Maxi melanjutkan, di sela-sela waktu menjadi pengemudi angkot, dirinya bertemu dengan seorang teman sesama supir angkot. "Kita ngobrol-ngobrol, ia cerita kalau habis antar teman latihan tinju di sasana tinju Trisakti Bogor. Lalu saya tanya kalau masuk tinju bayar berapa? Teman itu bilang gak bayar, gratis. sampai nanti berlatih, kalau sudah bertanding baru dipotong fee honornya," ujar lelaki berpostur tinggi tegap tersebut.

Sang teman tersebut lalu menawarkan diri untuk mengantarnya ke sasana tinju. "Di sana saya bertemu manajer saya sampai sekarang, Wempey Henukh, yang memperbolehkan saya bergabung tahun baru 2009," kenang Maxi.

Lalu pada Maret 2009, dirinya mendapat tawaran untuk bertanding di kelas 63 kg melawan Irwan Suryadi dari Bandung. Maxi pun bersiap dan berlatih hingga pada 20 April 2009 tiba waktu bertanding. "Pada ronde pertama saya pukul jatuh dia, ronde kedua jatuh lagi hingga akhirnya dia gak mau lanjut bertanding, saya pun menang KO," ujarnya.

Setelah kemenangan pada debutnya di kancah tinju profesional tersebut, membuatnya semakin yakin bahwa tinju merupakan jalan hidupnya. "Honornya waktu itu Rp1,5 juta, dibagi 40 persen untuk manajer dan pelatih, 60 persen untuk saya," kenang Maxi.

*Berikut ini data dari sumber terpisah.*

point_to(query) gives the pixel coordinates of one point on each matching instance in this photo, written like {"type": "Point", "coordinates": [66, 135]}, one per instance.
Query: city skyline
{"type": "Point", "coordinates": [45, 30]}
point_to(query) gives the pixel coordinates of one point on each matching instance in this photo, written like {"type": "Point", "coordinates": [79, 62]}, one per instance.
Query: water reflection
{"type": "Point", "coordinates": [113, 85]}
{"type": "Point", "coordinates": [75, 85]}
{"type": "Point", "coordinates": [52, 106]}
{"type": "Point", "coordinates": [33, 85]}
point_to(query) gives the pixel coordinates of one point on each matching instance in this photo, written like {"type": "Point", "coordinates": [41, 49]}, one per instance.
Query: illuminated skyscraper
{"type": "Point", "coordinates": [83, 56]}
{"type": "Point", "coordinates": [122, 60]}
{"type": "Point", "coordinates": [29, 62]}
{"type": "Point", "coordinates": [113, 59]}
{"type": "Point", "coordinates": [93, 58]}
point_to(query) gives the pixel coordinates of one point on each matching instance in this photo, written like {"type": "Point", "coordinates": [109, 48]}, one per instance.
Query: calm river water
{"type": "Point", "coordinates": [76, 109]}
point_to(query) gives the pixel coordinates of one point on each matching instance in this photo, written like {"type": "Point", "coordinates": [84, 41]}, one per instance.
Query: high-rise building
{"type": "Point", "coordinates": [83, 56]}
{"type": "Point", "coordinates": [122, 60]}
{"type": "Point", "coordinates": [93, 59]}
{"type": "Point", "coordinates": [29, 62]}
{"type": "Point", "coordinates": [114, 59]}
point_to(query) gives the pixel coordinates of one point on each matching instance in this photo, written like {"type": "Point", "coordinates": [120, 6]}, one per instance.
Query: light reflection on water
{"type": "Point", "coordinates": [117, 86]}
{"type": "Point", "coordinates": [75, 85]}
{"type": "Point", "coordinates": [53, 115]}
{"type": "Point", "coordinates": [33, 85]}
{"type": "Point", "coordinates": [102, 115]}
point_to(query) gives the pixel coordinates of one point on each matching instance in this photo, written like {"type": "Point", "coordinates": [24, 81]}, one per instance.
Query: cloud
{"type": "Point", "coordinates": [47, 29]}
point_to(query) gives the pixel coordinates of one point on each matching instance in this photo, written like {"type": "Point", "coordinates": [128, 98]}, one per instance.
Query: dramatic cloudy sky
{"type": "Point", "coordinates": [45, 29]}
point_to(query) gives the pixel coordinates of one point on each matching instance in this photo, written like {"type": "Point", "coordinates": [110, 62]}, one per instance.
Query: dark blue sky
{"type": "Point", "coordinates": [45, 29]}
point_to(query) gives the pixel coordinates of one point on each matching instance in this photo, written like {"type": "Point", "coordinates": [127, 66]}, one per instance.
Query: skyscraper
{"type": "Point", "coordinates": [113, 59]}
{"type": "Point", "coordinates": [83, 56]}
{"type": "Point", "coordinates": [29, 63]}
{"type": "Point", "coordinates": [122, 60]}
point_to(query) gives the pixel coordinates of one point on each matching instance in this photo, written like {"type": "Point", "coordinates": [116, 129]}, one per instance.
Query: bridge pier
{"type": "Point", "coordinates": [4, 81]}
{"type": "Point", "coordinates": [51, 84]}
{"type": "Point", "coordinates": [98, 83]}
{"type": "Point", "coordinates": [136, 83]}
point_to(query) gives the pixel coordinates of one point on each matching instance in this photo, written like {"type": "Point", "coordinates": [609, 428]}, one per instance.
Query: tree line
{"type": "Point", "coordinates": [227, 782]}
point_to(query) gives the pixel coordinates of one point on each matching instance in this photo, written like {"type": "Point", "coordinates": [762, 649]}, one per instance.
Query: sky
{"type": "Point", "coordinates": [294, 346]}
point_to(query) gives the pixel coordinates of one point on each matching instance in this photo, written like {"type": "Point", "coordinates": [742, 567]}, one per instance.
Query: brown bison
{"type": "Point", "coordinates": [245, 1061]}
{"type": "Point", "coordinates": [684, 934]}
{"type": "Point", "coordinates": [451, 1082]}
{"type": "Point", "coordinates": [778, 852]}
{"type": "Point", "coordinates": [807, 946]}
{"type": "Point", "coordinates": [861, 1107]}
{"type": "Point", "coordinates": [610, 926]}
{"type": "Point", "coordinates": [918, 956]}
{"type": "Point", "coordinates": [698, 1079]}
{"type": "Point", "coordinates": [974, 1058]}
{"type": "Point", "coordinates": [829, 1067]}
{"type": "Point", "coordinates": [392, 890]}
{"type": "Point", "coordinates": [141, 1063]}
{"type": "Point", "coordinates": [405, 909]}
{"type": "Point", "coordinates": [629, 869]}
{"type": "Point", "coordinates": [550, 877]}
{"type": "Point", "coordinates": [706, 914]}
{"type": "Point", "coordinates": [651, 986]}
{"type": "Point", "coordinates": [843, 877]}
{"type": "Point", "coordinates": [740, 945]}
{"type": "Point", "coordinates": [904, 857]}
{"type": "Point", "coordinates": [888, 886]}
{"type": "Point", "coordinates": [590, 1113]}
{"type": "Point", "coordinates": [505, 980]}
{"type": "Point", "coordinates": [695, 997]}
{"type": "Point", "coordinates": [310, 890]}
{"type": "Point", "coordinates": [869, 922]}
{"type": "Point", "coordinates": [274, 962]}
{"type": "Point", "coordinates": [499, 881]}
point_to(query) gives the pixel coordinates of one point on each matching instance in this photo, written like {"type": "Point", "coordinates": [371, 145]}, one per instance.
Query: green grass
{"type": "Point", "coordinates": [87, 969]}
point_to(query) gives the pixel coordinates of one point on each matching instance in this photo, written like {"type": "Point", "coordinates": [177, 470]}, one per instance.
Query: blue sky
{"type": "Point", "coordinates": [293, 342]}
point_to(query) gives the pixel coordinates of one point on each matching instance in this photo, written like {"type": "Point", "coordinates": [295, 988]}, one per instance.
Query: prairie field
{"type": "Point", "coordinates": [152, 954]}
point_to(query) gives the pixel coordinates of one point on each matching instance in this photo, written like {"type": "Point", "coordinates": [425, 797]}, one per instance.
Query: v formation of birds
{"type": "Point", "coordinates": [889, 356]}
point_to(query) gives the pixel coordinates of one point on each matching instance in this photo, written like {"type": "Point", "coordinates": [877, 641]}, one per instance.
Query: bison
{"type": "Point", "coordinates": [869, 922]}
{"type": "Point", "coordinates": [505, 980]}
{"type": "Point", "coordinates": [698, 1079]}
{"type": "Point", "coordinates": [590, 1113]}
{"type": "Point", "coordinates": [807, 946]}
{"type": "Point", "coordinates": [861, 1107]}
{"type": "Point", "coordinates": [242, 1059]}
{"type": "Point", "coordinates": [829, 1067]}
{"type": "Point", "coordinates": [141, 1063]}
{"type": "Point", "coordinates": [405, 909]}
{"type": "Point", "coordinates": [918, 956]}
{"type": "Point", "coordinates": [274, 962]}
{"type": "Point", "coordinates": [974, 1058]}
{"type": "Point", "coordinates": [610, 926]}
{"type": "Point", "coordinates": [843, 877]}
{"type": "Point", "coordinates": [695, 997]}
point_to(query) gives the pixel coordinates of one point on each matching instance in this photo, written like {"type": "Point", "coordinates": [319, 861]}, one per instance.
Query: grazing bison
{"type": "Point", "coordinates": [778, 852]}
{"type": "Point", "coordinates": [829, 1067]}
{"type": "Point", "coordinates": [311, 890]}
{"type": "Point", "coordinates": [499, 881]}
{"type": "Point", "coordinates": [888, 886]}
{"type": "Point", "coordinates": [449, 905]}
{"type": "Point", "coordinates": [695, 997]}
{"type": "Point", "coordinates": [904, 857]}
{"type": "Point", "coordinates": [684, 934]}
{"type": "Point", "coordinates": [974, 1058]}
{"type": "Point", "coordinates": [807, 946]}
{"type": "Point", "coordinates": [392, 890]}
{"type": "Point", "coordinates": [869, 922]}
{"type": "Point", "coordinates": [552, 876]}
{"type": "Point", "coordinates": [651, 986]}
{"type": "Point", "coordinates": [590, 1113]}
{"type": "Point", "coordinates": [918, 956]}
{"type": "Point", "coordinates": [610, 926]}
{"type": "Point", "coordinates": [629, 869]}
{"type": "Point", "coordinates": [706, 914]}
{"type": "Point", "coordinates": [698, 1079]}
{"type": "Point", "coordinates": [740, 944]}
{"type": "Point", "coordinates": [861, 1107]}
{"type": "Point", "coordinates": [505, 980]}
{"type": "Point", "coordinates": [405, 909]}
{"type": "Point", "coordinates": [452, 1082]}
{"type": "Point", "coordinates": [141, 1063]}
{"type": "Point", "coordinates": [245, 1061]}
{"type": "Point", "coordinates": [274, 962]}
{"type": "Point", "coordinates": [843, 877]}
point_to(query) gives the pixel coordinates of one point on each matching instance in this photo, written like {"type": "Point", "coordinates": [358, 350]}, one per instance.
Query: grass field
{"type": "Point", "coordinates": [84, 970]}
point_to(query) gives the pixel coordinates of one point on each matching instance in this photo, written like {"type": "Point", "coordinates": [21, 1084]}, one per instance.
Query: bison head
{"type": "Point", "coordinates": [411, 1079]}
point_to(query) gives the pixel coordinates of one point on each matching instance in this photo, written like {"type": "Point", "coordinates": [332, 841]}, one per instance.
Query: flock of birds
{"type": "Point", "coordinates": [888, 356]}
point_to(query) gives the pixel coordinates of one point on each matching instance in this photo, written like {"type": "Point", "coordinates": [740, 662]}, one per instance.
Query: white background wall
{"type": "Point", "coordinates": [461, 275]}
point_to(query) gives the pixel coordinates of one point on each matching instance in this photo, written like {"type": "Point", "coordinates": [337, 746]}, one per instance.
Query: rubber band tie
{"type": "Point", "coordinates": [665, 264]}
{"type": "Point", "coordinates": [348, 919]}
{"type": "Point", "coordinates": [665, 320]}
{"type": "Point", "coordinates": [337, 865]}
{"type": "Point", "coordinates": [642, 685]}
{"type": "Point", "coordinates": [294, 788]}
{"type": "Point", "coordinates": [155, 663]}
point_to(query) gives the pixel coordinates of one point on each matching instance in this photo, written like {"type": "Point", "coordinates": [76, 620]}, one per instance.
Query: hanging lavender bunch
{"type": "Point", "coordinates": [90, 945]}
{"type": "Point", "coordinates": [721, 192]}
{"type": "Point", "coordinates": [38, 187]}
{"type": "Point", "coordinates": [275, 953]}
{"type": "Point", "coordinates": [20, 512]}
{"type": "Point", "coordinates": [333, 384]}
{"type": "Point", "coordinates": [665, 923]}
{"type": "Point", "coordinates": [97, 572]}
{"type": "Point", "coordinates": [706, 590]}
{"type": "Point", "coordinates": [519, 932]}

Setelah itu langkah Maxi di dunia tinju profesional semakin terbuka. Kemenangan demi kemenangan terus diraihnya. Maxi tak terkalahkan di kancah tinju nasional hingga memperoleh gelar juara sejati di kelas 66 kg selama 4-5 tahunan. Kemudian di kelas 69 kg pun Maxi merajai ring.

Kesempatan untuk bertanding di kancah tinju internasional pun akhirnya tiba. "Saya ditawari untuk bertanding di kelas 72 kg middle weight lawan orang Korea Selatan, Eun-Chang Lee, bertanding di Singapura dengan bayaran dolar yang kalau dirupiahkan sekitar Rp13 juta," lanjut Maxi.

Tawaran tersebut awalnya sempat ditolaknya, namun setelah berkoordinasi dengan sang manajer yang mendorongnya untuk menerima tawaran tersebut karena menurut sang manajer, yang juga merupakan mantan petinju itu, adalah kesempatan emas. Maxi pun akhirnya menerima tawaran tersebut.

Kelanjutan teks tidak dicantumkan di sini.